Bhai Atma Singh
Bhai Atma Singh (1881 – 1921), one of the Nankana Sahib martyrs, was the son of Bhai Hira Singh, a Mazhabi Sikh of village Mustrabad in Gurdaspur district. The family later shifted to village Dharovali in Sheikhupura district where Atma Singh came in contact with Bhai Lachhman Singh, an active Akali reformist, and also learnt reading and writing in Gurmukhi script. He also received the rites of Khalsa initiation. He married and raised a family of five children – three sons and two daughters.

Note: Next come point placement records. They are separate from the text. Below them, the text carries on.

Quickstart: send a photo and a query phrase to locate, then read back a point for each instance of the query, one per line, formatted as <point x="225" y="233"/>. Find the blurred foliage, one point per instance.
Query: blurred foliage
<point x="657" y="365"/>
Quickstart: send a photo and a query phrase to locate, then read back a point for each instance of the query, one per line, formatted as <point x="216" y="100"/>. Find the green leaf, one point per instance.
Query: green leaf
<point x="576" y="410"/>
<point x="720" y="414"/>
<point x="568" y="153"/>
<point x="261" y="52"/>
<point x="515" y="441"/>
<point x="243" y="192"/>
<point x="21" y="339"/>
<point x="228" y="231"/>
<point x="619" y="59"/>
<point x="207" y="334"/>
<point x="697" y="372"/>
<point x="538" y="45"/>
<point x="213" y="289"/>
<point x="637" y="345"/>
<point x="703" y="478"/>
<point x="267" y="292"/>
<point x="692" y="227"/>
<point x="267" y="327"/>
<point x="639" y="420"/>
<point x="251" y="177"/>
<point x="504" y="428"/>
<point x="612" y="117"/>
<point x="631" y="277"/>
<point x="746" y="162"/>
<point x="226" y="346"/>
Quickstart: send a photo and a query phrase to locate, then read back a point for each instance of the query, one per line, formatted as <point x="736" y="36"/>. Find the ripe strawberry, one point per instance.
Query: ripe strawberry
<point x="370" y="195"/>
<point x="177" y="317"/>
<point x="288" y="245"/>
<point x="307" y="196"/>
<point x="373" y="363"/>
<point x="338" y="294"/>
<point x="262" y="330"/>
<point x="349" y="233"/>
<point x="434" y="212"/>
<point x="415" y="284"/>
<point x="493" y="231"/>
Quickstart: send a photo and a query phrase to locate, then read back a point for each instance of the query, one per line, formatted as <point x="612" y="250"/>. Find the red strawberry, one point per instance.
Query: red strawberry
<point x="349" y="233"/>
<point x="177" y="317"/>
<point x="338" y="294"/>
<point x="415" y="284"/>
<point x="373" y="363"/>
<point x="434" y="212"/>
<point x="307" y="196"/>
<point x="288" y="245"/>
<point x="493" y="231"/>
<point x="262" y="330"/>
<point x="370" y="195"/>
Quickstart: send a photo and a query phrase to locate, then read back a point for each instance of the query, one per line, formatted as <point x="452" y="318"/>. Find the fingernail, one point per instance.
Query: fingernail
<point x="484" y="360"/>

Bhai Atma Singh enlisted at the outbreak of the First Great War in 1914 and served in the 32nd Punjab Battalion. On release from the army in 1918, he cultivated closer association with Bhai Lachhman Singh and started taking an active interest in the Gurdwara reform movement. He took part in the Dharovali conference on 13 October 1920 and later in the liberation of Gurdwara Sacha Sauda. He was one of the members of the Jatha led by Bhai Lachhman Singh Dharovali which entered Gurdwara Janam Asthan at Nankana Sahib on 20 February 1921 and fell a martyr in the wholesale slaughter launched by the hired assassins of Mahant Narain Das, the hereditary custodian of the shrine.